How have you seen Eeyou Istchee change in your lifetime?
We’ve come from having gravel roads to having paved streets and a more structured administration for the community. From what I’ve seen since I was a kid, the direction we’re going is a positive one. But, from a negative point of view, I would say that we’re slowly losing our culture and heritage. Kids are being pulled into the technological world, watching videos, not much learning. And we’re allowing that to happen.
What do you see happening in the next 30 years in Eeyou Istchee?
I think people will start realizing that we’re in danger of losing our culture, we’re losing our way of life. But I believe we’re going to turn that around and use technology to our advantage and bring back our culture in that way, help our kids learn Cree faster. I’m an optimistic guy. I believe we will be able to adapt to what comes next, using technology to also teach science and math. That’s the direction I would like to see it go in and I’m pretty sure that’s the direction our leadership will see it go in in as well.
What is the role of LGA in the years ahead?

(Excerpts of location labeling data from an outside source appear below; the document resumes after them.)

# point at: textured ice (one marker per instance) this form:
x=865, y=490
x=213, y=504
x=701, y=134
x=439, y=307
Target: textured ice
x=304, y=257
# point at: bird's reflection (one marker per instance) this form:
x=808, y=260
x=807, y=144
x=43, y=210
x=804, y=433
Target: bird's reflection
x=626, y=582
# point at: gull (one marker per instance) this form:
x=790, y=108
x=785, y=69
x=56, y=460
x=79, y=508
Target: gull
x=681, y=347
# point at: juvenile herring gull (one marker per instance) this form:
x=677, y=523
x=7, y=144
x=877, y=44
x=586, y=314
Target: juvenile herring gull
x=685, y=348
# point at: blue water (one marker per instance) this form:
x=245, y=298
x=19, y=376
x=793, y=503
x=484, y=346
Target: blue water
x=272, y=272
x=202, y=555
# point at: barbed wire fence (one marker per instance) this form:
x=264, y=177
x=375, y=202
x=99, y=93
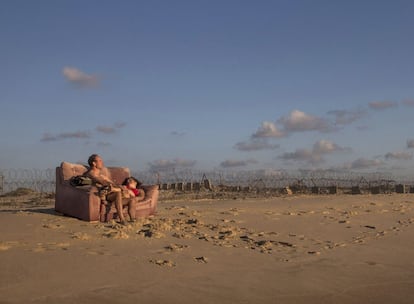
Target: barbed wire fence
x=44, y=180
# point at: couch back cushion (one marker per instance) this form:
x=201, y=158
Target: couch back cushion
x=119, y=174
x=69, y=170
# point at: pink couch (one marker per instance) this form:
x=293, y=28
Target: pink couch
x=84, y=203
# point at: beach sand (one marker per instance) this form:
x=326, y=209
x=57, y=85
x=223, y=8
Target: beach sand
x=293, y=249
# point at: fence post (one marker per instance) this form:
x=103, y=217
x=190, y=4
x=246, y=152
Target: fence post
x=1, y=184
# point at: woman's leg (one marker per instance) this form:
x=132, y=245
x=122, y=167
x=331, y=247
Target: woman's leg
x=131, y=207
x=116, y=197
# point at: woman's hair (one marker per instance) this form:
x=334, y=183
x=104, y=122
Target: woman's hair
x=91, y=159
x=129, y=179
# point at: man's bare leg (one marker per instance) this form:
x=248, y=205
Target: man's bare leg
x=116, y=197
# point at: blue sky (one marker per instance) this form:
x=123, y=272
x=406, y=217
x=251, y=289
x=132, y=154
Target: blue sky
x=205, y=85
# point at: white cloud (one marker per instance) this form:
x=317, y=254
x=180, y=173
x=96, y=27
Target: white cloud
x=66, y=135
x=382, y=105
x=299, y=121
x=236, y=163
x=345, y=117
x=164, y=164
x=77, y=77
x=363, y=163
x=255, y=145
x=410, y=143
x=314, y=155
x=398, y=155
x=268, y=129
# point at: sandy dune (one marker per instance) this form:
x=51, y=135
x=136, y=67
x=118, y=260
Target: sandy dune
x=300, y=249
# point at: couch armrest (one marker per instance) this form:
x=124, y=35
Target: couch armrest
x=80, y=202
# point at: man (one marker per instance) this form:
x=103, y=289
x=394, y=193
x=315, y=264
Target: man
x=100, y=176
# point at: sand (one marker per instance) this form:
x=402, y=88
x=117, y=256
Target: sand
x=293, y=249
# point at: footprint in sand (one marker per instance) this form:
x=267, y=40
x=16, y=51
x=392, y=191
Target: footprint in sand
x=7, y=245
x=81, y=236
x=201, y=259
x=52, y=226
x=175, y=247
x=166, y=263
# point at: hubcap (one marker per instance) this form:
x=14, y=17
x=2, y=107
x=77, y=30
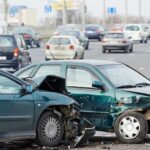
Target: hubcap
x=129, y=127
x=50, y=129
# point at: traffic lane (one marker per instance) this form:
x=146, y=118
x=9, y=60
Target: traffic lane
x=139, y=59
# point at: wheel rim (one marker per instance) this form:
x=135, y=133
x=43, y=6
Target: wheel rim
x=129, y=127
x=51, y=129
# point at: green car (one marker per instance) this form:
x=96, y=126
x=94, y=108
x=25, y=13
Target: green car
x=114, y=97
x=28, y=111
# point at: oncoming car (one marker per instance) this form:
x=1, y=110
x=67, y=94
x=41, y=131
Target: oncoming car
x=114, y=97
x=117, y=41
x=29, y=111
x=63, y=47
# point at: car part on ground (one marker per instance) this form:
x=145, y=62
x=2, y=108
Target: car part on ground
x=63, y=47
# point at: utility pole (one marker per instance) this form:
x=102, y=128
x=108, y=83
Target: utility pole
x=140, y=12
x=64, y=13
x=83, y=14
x=126, y=11
x=104, y=13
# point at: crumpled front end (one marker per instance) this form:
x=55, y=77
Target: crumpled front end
x=77, y=130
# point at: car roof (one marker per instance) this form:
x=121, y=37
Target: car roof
x=85, y=61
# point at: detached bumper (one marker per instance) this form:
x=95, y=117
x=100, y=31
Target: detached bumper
x=87, y=133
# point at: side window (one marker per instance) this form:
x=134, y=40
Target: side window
x=26, y=73
x=8, y=86
x=77, y=77
x=48, y=70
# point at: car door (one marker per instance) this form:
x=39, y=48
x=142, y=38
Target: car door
x=96, y=103
x=16, y=108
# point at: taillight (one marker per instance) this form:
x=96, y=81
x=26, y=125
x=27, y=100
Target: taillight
x=124, y=41
x=48, y=47
x=16, y=52
x=71, y=47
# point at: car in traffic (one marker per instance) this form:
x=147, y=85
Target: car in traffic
x=30, y=35
x=114, y=97
x=13, y=52
x=63, y=47
x=28, y=111
x=137, y=32
x=79, y=35
x=117, y=41
x=93, y=31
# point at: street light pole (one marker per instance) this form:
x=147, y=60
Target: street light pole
x=64, y=13
x=126, y=11
x=104, y=13
x=140, y=12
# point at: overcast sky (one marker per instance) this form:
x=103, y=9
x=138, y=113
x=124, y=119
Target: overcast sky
x=95, y=6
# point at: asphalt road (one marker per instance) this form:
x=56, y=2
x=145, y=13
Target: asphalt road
x=139, y=59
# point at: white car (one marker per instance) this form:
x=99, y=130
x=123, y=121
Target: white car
x=137, y=32
x=63, y=47
x=117, y=41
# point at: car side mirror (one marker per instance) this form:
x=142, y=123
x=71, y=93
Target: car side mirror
x=98, y=84
x=27, y=89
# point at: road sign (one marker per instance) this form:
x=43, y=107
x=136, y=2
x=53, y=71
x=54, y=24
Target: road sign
x=112, y=10
x=47, y=9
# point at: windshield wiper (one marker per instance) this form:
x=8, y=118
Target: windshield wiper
x=142, y=84
x=126, y=86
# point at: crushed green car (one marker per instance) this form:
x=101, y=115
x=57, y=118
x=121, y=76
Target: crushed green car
x=113, y=96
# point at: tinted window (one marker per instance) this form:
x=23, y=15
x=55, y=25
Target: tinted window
x=132, y=28
x=48, y=70
x=58, y=41
x=7, y=86
x=77, y=77
x=114, y=35
x=6, y=41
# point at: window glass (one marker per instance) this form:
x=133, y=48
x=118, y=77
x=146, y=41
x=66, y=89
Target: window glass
x=26, y=73
x=6, y=41
x=8, y=86
x=48, y=70
x=77, y=77
x=58, y=41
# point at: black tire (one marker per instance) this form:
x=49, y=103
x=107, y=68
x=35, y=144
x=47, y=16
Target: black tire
x=43, y=139
x=132, y=118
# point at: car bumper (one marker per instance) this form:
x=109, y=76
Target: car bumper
x=60, y=55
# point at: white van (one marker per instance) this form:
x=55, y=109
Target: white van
x=137, y=32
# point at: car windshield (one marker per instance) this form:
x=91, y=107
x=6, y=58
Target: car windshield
x=58, y=41
x=71, y=33
x=121, y=75
x=132, y=28
x=6, y=41
x=114, y=35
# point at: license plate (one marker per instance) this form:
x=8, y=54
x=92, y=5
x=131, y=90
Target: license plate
x=59, y=48
x=2, y=57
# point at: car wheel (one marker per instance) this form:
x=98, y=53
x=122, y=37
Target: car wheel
x=50, y=130
x=131, y=127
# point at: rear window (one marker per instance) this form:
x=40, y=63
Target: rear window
x=6, y=41
x=132, y=28
x=114, y=35
x=57, y=41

LGA is in a position where they can help guide and show that we can take control of what kind of opportunities are coming into our land, we can control how we protect our way of life. We control our land-users, their way of life and we make sure that they can continue living the way they do off the land. And we can still bring in safer ways of transport, transporting goods and materials up in and out of the Eeyou Istchee. So I think we’re pretty much being put in the driver’s seat and we cannot let go of that position. This is an opportunity for us to not dictate but lead everybody. This is what we can do for our people and for all of us. I’m enjoying my role as CIO and it’s an opportunity for me to continue learning, but also to be put in a position where I can share as much information as I can to our people.